Прямых указаний нет, но офицеры подозревают Пархоменко. Его отправляют в экскаваторную команду под Москву. Здесь режим покрепче, да и скорей отсюда отправят на фронт. Но, оказывается, в команде много квалифицированных рабочих, встретился даже луганчанин Вася Гайворон — тот, что на велосипеде ездил в 1906 году в Макаров Яр на забастовку. Вася сообщает, что в команде есть войсковой комитет большевиков. Пархоменко говорит смеясь:
— Начальство полагало, что воду льют на костер, ан вышло — бензин.

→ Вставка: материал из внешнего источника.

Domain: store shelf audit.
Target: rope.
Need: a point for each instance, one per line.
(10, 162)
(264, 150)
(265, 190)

Двадцать восьмого февраля 1917 года весь войсковой комитет экскаваторной команды, все восемнадцать человек, перевесившись с грузовика, устремив винтовки навстречу полицейским, объезжают Марьинский район Москвы. Пархоменко сидит рядом с шофером. На коленях у него бомбы, за поясом револьвер, у колена винтовка. В участок он врывается первым, тащит городовых с чердака, требует оружие и не покидает участка, пока не вешает над дверью красный флаг и не срывает вывеску.
— Сколько оружия? — спрашивает он у Гайворона.
— Шестнадцать винтовок, четыре нагана, ящик патронов, гражданин начальник, — отвечает Гайворон и делает под козырек.
— Где тут ближайший завод?
Автомобиль подъезжает к ближайшему заводу, и Пархоменко, раздав оружие рабочим, посылает патрули.
К вечеру Марьинский район выбирает его начальником охраны.
* * *
Луганский комитет большевиков телеграфно просит Пархоменко приехать на родину. Телеграмма лежит как раз посредине стола. Направо — сводка, налево — списки арестованных городовых и охранников. По углам — шинели, оружие, флаги, тут же проткнутые штыком портреты особ уже не царствующего дома, газеты. Москву покидать не хочется. Надо бы еще и в Питер поехать. Но если партия вспомнила о нем в эти дни, значит, он нужен.
— Гайворон, собери какое есть тут лишнее оружие, — говорит Пархоменко. — Мы едем в Луганск защищать и развивать революцию.